Namun demikian sebuah pelajaran besar dari berbagai kesalahan itu kami dapat.
Bagaimana kami melihat ketahanan mental kami diuji untuk tetap berfikir
rasional dalam kondisi yang paling down sekalipun....
Berbagai kegagalan
kami memecahkan persoalan tidak membuat para pelatih menjadi ”tidak tega” dan
memberikan kunci jawaban. Bahkan mereka rela menunggu kami sepanjang 24 jam
hanya untuk memecahkan satu persoalan, sehingga dengan jawaban itu kami bisa
bergeser kembali ketempat berikutnya.
Begitu
menantangnya pelatihan ini bahkan dilaksanakan berpindah diberbagai alam yang
buas seperti Australia dan Nepal.
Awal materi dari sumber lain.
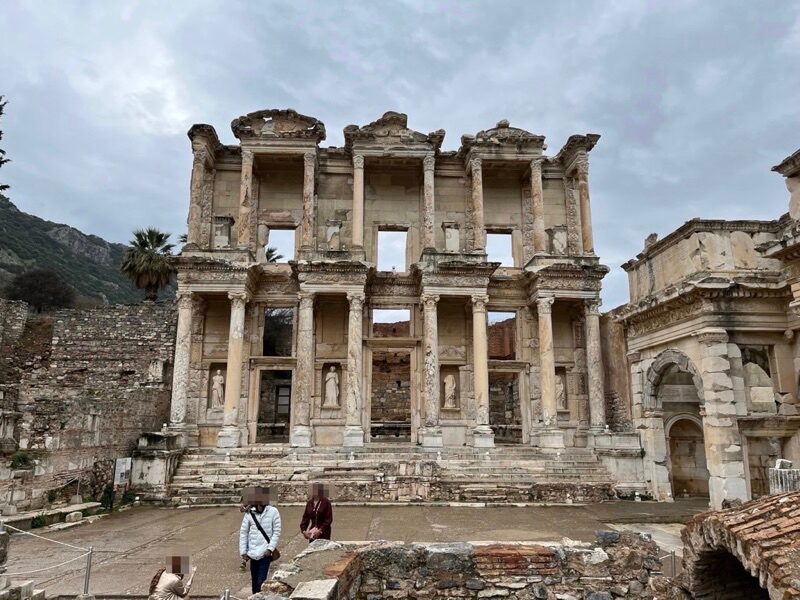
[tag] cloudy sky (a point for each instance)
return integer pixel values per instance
(695, 100)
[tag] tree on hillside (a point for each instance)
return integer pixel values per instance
(147, 261)
(44, 289)
(3, 159)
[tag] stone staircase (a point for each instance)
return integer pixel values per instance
(393, 472)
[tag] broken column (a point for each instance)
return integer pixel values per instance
(431, 434)
(482, 435)
(300, 436)
(479, 228)
(551, 436)
(230, 435)
(353, 431)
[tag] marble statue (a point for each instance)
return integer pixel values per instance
(449, 391)
(331, 389)
(218, 390)
(561, 395)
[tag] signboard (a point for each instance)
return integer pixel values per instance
(122, 472)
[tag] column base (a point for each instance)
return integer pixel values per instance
(431, 437)
(551, 438)
(483, 437)
(300, 437)
(229, 437)
(353, 436)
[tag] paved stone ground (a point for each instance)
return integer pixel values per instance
(130, 546)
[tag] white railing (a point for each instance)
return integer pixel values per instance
(783, 478)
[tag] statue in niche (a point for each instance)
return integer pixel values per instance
(218, 390)
(331, 399)
(450, 391)
(561, 394)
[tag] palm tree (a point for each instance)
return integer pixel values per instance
(271, 254)
(147, 263)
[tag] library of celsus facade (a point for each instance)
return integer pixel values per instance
(449, 346)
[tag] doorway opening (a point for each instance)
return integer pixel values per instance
(274, 408)
(390, 404)
(505, 416)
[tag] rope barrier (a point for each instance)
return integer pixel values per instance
(44, 538)
(66, 562)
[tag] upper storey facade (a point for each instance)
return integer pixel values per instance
(386, 177)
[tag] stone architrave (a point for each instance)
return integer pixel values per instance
(304, 373)
(482, 434)
(195, 221)
(594, 364)
(307, 224)
(428, 215)
(358, 201)
(723, 443)
(537, 204)
(180, 372)
(552, 437)
(354, 432)
(478, 223)
(246, 202)
(230, 434)
(432, 433)
(582, 172)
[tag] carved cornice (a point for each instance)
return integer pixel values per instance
(501, 136)
(392, 131)
(275, 123)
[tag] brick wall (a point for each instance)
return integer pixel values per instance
(107, 379)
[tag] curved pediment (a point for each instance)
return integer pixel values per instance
(501, 135)
(391, 131)
(276, 123)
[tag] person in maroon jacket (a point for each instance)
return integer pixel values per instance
(318, 516)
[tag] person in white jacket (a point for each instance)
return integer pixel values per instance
(257, 546)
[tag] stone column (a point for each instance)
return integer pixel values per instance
(723, 442)
(537, 203)
(304, 373)
(594, 365)
(478, 226)
(582, 171)
(482, 436)
(358, 201)
(246, 202)
(195, 220)
(307, 225)
(552, 436)
(230, 434)
(353, 431)
(428, 215)
(431, 434)
(180, 372)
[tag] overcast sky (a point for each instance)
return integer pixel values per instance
(695, 100)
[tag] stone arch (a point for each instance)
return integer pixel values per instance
(660, 366)
(727, 554)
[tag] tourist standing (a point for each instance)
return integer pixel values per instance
(259, 536)
(318, 515)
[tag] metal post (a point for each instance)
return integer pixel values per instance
(88, 571)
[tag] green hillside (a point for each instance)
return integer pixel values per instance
(89, 263)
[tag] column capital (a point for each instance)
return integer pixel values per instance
(429, 301)
(592, 306)
(235, 297)
(356, 300)
(544, 305)
(479, 302)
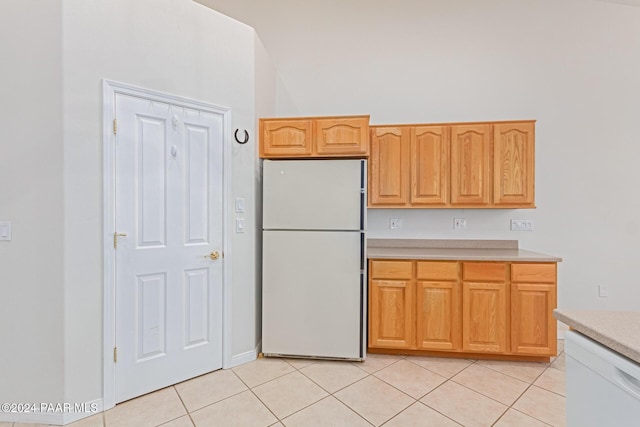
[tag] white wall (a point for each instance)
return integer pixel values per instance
(31, 197)
(55, 57)
(178, 47)
(266, 88)
(571, 64)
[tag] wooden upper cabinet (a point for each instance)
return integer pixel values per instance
(388, 166)
(345, 136)
(429, 165)
(285, 138)
(348, 136)
(470, 164)
(513, 164)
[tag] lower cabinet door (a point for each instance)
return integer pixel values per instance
(533, 327)
(391, 322)
(438, 316)
(484, 317)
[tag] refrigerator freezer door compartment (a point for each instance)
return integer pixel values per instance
(311, 294)
(312, 194)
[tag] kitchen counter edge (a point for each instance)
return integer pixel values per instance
(617, 330)
(454, 250)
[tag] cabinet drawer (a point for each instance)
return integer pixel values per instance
(533, 273)
(437, 270)
(390, 270)
(482, 271)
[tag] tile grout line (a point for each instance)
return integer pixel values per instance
(257, 397)
(184, 406)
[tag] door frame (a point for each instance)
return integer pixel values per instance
(110, 89)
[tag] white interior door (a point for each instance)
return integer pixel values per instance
(168, 210)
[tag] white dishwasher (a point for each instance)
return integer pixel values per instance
(603, 387)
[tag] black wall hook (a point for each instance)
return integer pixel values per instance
(246, 137)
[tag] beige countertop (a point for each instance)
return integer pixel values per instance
(618, 330)
(463, 250)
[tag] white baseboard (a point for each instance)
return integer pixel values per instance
(54, 413)
(246, 357)
(562, 328)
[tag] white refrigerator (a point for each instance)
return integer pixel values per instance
(313, 258)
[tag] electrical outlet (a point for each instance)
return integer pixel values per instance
(459, 223)
(5, 231)
(521, 225)
(395, 223)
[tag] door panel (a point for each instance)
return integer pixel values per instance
(151, 181)
(169, 204)
(151, 324)
(197, 184)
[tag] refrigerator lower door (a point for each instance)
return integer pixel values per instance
(312, 294)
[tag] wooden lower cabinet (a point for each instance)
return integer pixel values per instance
(492, 308)
(439, 300)
(438, 316)
(391, 305)
(484, 318)
(533, 298)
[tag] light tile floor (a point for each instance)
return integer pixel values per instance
(391, 391)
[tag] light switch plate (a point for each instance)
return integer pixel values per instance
(239, 204)
(395, 223)
(521, 225)
(5, 231)
(459, 223)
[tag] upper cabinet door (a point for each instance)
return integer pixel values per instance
(286, 138)
(429, 165)
(513, 164)
(342, 136)
(389, 166)
(470, 164)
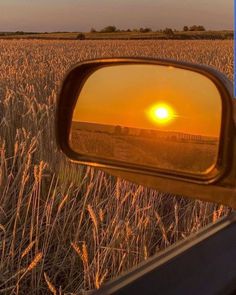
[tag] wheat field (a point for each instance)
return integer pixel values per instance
(66, 229)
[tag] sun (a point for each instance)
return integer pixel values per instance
(161, 113)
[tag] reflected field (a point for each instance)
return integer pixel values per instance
(154, 148)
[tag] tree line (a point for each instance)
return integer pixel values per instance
(114, 29)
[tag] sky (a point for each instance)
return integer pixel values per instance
(82, 15)
(192, 100)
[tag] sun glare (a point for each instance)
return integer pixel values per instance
(161, 113)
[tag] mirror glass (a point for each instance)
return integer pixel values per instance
(150, 115)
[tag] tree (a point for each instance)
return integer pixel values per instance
(145, 30)
(109, 29)
(197, 28)
(168, 31)
(118, 130)
(80, 36)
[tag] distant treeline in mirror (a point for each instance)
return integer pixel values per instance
(177, 151)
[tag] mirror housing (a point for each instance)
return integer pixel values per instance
(218, 185)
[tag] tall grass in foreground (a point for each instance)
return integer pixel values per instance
(63, 228)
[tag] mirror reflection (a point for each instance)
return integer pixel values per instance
(150, 115)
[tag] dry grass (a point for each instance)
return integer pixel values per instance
(65, 228)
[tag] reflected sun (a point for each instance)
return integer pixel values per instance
(161, 113)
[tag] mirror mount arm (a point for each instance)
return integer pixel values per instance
(217, 193)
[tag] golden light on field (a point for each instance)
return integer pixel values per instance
(161, 113)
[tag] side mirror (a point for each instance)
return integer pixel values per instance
(155, 122)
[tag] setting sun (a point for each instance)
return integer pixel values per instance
(161, 113)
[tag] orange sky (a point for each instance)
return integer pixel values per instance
(124, 95)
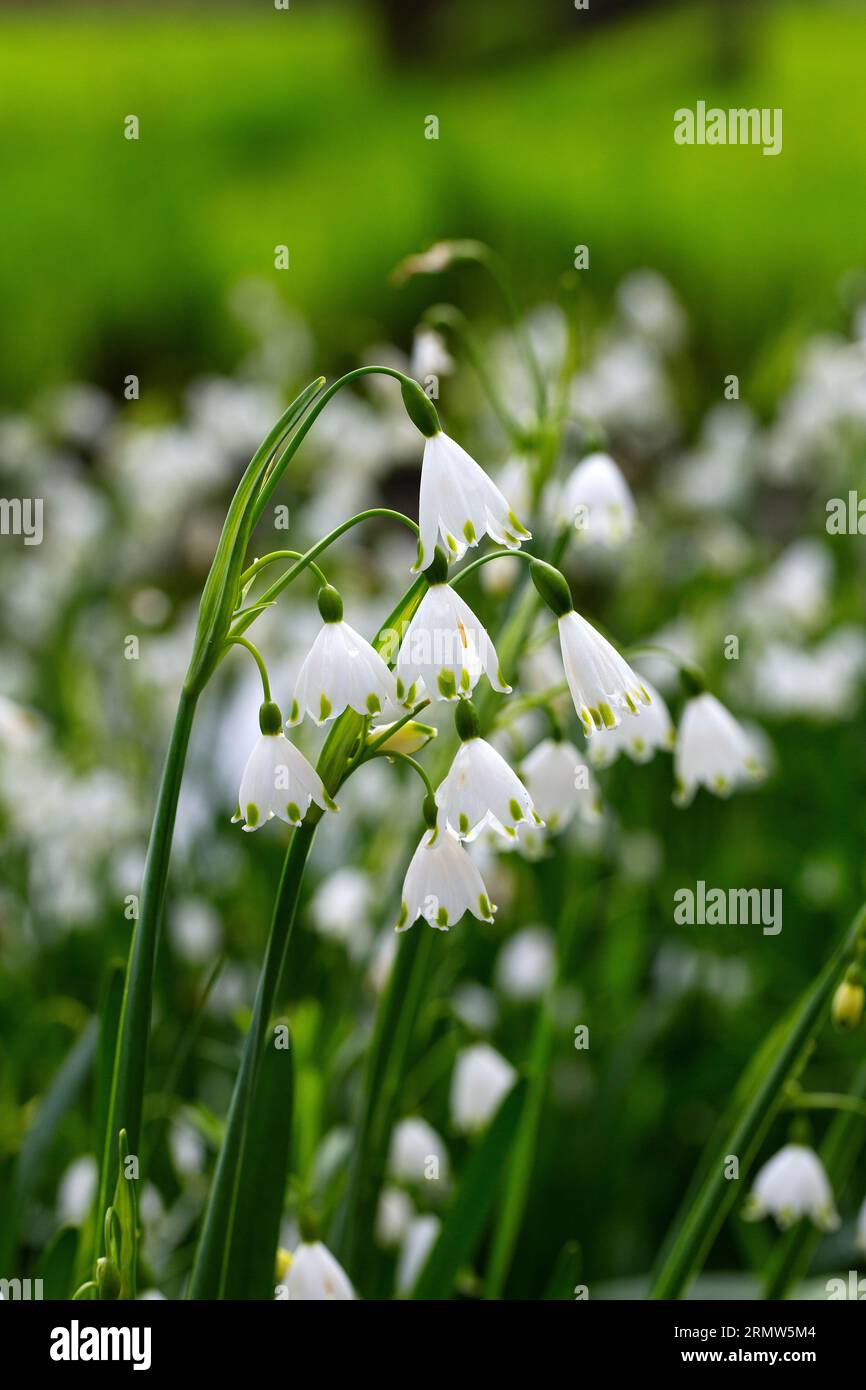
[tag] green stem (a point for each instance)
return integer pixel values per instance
(270, 481)
(756, 1101)
(402, 758)
(259, 660)
(282, 583)
(369, 749)
(827, 1101)
(214, 1247)
(485, 559)
(127, 1093)
(249, 574)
Pemerintah Singapura selalu mengirimkan para
middle manager nya yang akan menapaki jenjang karier berikutnya untuk mengikuti
pelatihan seperti ini, pelajaran mempelejari kegagalan..
Sahabat-sahabatku,,
Jangan pernah mengganggap
diri kita gagal,, apalagi menilai orang lain sebagai orang yang gagal...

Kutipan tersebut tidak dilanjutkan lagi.